Figure 1: Location of 10 general and 3 ecotourism consultation workshops

The diversity of interests, the distances involved and the resultant costs, as well as the time available, all set boundaries on the consultation processes. The views canvassed were neither comprehensive nor representative of views across the whole of Australia. However, they provide 'snapshots' of views in different sectors of the community, both rural and urban, and reflect views from some of the diversity of land managers in Australia.

Initially, our contract required three case studies, however, following discussions with the Steering Committee, the Department of the Environment, Sport and Territories and the Department of Tourism, the proposed wheat-sheep belt case study was split into two and three additional case studies with an emphasis on ecotourism were undertaken. In total seven case studies were undertaken, each focussing on a particular social and geographic location which highlighted issues of concern to the project team. All case studies were treated equally and used as a platform against which recommendations were tested and developed. Personal experience of project team members was supplemented through literature review and close consultation with people living and working in the areas under study. The extent of this consultation can be assessed from the acknowledgments at the end of each case study report. Consultation with Aboriginal and Torres Strait Islander people in both the case studies and the consultation workshops was constrained by the available budget, distance, time and cultural differences. We understand, however, that separate processes are underway to close this gap.

Throughout the project, the team discussed issues extensively with those who are charged with the task of protection and management of biodiversity.

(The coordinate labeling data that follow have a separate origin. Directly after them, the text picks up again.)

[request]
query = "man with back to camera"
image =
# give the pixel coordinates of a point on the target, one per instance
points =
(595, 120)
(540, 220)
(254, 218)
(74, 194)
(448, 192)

Consideration was also given to the fact that in many cases the processes they seek to manage are poorly understood.

Figure 2

Figure 2: Location of seven case study areas

The project team also made detailed assessments of various institutional and legislative models. They gave detailed consideration to the role of community and industry initiatives and to the scope of co-operative and co-management models involving both local communities and governments at all levels. Particular attention was also paid to more flexible and constructive legislative approaches, and in particular to means of providing for ongoing positive protection of biodiversity on private land, in conjunction with prohibitions.

Following the compilation of the above material, discussion and analysis was directed to the identification of principles which the literature review, consultations and case studies have demonstrated. A number of guiding principles were established, based on principles of ecological sustainability, and consistent with the directions of the National Strategy for the Conservation of Australia's Biological Diversity.

From these, discussion and work focussed on the opportunities that can be enhanced for governments, industry and community groups to protect biodiversity and ensure its sustainable use.